Not that Kennedy is blaming a busy week and lack of sleep for his early struggles, as he allowed four runs on five hits in the first inning.
"I felt pretty good at the start [physically]. Flying back and forth ... but it was only one more flight than these guys had to go through," Kennedy said. "It was a few tweaks I wish I could have made in the first inning."
For as much as Kennedy struggled in the first inning, his fortunes changed in a big way starting with the second inning -- and until he left after the seventh inning.
Kennedy allowed two hits and struck out seven over six scoreless innings to keep the game close, as the Padres trailed 4-2 when he departed.
"He bore down, he went pitch-to-pitch," said Padres interim manager Pat Murphy. "It happens in a lot of sports, but sometimes you don't bring your best when the bell rings, but then you settle down.
"He was better focused. Innings two through seven, he was as good as I've seen him."
The 122 pitches he threw were the most for a Padres pitcher this season. It also tied his career-high. (He also threw 122 pitches in a May 30, 2012 game while with the D-backs.)
If you arrived or tuned in late, it was almost like the first inning never happened. In fact, with his pitch count over 100, he went back out for the seventh inning -- and promptly struck out the side.
"The first inning, my fastball was leaking over the plate, and I was leaving my curveball up, and they got a couple of base hits on it," Kennedy said. "I came in and had to regroup. My fastball was a little bit better, my curveball was down. I got ahead of guys.
"I was falling behind guys in that first inning. It was one of those times where you have to step up. Luckily, I got through seven and it was still within grabs."
Kennedy, who flew from California to Milwaukee on Tuesday and was reinstated from paternity leave, got himself in trouble quickly on Wednesday.
He allowed a leadoff single to Scooter Gennett and then a long home run to the No. 2 hitter, Jonathan Lucroy.
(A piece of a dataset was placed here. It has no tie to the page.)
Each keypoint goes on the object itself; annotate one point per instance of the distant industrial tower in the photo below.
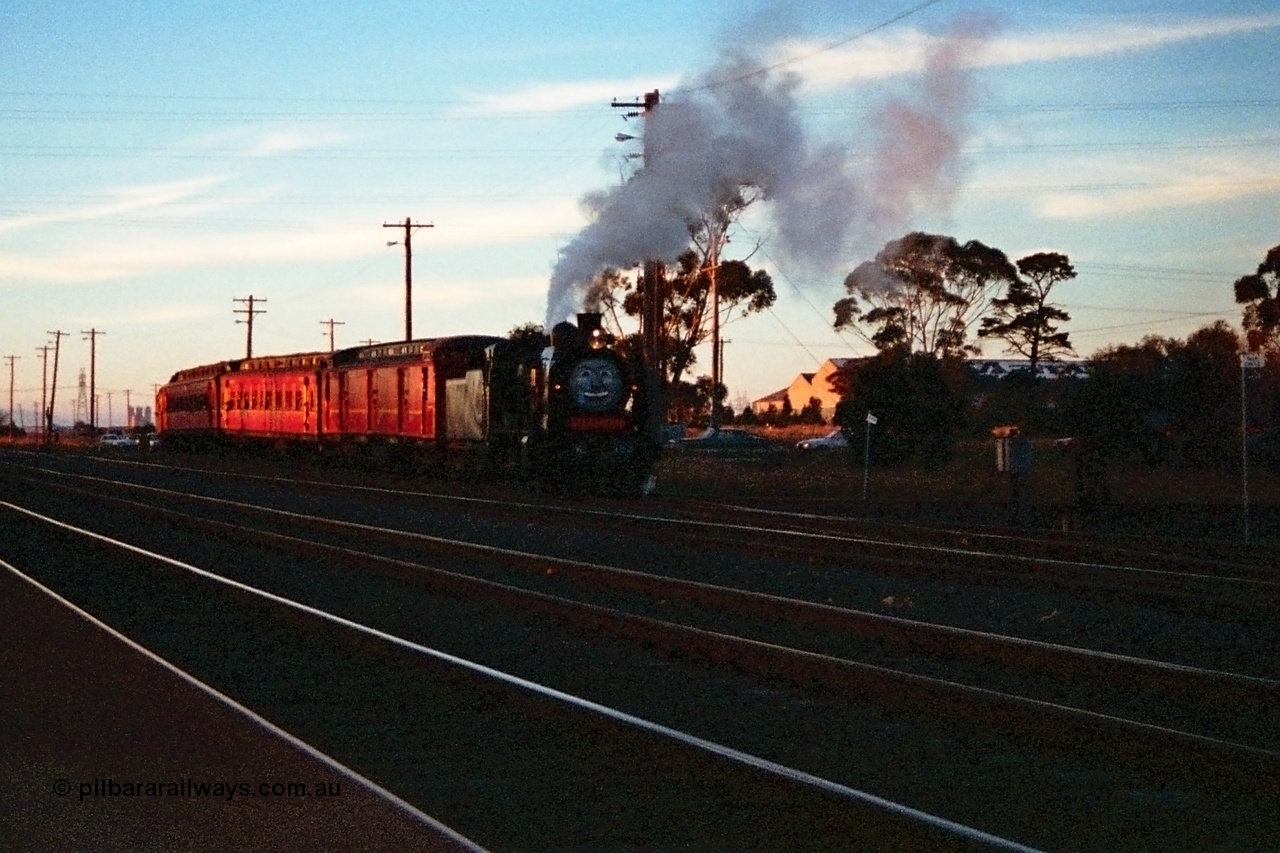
(81, 415)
One out later, Adam Lind started a stretch of three consecutive hits, capped by a two-run triple by Shane Peterson.
The first-inning runs have troubled the Padres through the first nine games of this road trip, as they have now allowed 13 of them. In his last start Friday in Miami, Kennedy allowed two runs in the first frame.
But after that, he mostly coasted and gave the Padres a chance to stay close before the Brewers scored four runs in the eighth inning.
"He turned it on, and he made a statement that 'though I didn't pitch well for the complete game, two through seven I gave us a chance to stay close.'" Murphy said. "That was his job once the first inning. Hats off to him, he did a great job."